É diferente de um vírus não agudo, como o do HIV, por exemplo. Nesse caso, o vírus nunca é eliminado do organismo por completo, mas as drogas diminuem sua replicação, controlando a doença causada por ele. E é por isso que existem medicamentos para tratar essa enfermidade.
Para um medicamento ser eficaz contra um vírus agudo, ele teria de ser administrado antes que os sintomas surgissem. O dilema é: como saber que uma pessoa está infectada e deve ser tratada antes que ela apresente os sintomas? Ainda não há uma resposta definitiva para essa pergunta.
À espera de uma solução
Entre os medicamentos que já existem no mercado, estão sendo administrados em pacientes internados anticorpos monoclonais, corticoides e antivirais, como o Remdesivir. Um estudo conduzido pelo Instituto Nacional de Saúde dos EUA e publicado em maio de 2020 no renomado jornal científico New England Journal of Medicine, mostrou que pacientes que tomaram Remdesivir tiveram uma média de tempo de internação de 10 dias, contra 15 dias do grupo que recebeu placebo. “Quanto mais cedo ele é administrado, melhor o tempo de recuperação”, afirma a imunologista Cristina Bonorino.

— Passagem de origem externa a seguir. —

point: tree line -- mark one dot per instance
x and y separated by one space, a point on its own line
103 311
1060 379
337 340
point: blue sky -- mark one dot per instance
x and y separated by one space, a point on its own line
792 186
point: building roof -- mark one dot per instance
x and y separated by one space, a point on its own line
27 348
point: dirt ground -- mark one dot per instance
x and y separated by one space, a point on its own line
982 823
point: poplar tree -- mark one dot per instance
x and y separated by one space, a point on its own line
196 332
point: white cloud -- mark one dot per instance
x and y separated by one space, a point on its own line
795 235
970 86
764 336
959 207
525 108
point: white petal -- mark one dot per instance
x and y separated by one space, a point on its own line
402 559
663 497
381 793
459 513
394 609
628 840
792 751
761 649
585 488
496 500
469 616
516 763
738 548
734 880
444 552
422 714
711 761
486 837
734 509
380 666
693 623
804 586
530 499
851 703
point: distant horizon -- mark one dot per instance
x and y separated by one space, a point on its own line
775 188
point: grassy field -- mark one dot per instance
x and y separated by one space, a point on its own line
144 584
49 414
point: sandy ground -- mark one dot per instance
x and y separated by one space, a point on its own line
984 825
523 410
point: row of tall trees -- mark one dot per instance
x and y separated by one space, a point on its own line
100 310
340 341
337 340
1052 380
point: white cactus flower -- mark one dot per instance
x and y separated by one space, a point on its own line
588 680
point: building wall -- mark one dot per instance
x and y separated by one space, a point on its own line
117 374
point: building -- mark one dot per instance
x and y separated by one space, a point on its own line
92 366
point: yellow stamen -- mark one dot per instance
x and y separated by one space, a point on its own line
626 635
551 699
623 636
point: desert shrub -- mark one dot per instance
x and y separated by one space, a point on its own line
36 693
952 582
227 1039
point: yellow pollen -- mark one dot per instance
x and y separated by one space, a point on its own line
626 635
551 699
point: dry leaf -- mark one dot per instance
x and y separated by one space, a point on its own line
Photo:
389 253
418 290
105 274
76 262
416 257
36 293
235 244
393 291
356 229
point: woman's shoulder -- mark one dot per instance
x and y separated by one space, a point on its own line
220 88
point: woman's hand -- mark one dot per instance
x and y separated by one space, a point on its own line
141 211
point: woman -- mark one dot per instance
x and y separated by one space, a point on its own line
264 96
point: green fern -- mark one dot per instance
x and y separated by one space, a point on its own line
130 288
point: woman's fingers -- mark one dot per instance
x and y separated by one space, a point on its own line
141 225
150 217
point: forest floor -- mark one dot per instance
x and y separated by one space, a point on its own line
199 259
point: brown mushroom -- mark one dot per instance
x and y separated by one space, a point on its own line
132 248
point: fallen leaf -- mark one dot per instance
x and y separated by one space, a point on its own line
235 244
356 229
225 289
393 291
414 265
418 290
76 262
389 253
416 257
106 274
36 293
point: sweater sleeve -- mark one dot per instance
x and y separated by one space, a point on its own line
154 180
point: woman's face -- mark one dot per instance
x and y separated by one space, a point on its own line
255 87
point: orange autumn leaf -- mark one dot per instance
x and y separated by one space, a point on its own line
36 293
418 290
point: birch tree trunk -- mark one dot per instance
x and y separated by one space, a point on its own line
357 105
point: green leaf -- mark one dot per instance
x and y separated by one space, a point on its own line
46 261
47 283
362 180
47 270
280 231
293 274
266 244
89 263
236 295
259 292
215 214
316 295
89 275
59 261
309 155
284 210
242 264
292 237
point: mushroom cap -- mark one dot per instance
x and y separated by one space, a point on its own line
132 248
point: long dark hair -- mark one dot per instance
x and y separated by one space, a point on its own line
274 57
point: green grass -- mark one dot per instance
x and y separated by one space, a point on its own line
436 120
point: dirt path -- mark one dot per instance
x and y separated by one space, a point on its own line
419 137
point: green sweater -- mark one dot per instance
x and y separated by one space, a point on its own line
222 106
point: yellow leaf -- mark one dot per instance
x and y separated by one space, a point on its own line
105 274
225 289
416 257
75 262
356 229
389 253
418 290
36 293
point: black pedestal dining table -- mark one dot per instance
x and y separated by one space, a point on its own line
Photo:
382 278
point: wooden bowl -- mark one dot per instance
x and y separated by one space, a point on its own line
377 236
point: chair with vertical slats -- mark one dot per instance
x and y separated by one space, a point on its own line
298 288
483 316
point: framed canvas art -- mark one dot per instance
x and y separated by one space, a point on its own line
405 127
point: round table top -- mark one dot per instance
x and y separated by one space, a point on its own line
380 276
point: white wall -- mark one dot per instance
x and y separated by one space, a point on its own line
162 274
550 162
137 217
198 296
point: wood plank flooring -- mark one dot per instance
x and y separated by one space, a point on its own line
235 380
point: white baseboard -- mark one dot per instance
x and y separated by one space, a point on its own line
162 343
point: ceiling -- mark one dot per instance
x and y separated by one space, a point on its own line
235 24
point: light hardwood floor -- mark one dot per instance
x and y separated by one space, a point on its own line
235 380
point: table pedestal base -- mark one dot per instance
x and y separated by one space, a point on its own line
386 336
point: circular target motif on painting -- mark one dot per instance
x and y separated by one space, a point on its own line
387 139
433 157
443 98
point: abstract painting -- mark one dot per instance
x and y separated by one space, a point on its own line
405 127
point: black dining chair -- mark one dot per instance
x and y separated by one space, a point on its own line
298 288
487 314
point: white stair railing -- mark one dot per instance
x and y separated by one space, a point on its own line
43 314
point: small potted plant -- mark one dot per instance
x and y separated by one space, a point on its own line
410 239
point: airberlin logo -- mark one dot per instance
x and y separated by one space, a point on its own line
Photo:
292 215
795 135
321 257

Porém o estudo Solidarity, realizado por um consórcio comandado pela OMS e publicado na mesma revista em dezembro de 2020, contrariou a pesquisa anterior e concluiu que o medicamento não reduziu significativamente a necessidade de ventilação ou o tempo de internação, nem diminuiu a mortalidade. Mesmo que o remédio seja um aliado na luta contra o coronavírus, ainda não é a solução para a pandemia.

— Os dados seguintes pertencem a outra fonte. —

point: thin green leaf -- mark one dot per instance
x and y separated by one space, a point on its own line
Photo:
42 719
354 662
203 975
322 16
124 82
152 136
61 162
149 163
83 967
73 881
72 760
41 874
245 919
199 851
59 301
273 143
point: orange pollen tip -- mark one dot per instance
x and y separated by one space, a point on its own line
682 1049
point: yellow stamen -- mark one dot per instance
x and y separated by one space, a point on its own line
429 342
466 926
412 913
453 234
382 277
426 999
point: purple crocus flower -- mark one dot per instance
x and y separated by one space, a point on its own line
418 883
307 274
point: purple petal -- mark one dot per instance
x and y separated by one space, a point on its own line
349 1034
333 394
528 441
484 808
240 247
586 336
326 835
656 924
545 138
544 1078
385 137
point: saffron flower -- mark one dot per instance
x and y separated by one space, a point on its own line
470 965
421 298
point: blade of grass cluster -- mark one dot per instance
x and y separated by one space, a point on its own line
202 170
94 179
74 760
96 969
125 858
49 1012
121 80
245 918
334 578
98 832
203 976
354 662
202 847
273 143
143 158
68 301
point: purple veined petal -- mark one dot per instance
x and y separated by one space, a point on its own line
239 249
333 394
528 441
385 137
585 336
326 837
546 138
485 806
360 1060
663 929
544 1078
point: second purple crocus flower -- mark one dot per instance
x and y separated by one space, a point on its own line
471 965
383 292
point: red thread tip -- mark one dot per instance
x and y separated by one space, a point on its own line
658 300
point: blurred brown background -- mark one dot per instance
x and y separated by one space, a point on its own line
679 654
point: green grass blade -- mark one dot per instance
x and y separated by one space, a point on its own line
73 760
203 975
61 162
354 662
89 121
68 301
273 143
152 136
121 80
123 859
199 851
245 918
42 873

Infelizmente ainda não podemos prever quando um medicamento criado especificamente para combater o coronavírus chegará ao mercado. Mas Cristina acredita que com dinheiro, tempo e dedicação, é possível transpor os obstáculos. “Ninguém acreditava que a vacina de RNA mensageiro funcionaria, que os cientistas conseguiriam manter o RNA dentro do organismo por tempo suficiente para gerar uma resposta imune do corpo, porque ele é muito instável. Mas eles conseguiram”, diz.

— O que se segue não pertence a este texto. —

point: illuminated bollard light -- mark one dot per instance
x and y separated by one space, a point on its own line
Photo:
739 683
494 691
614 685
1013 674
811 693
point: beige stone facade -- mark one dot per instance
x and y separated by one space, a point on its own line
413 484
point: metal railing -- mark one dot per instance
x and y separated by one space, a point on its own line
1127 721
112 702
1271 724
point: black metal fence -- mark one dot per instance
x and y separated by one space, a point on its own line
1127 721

De modo semelhante, a cientista aposta que um remédio contra o coronavírus é possível, muito provavelmente associado a novas técnicas de detecção precoce do vírus no organismo e a testagem em massa para entender melhor o ciclo do vírus. Basta que governos e a indústria farmacêutica estejam dispostos a abrir os cofres e investir nesse caminho do mesmo modo como investiram nas vacinas.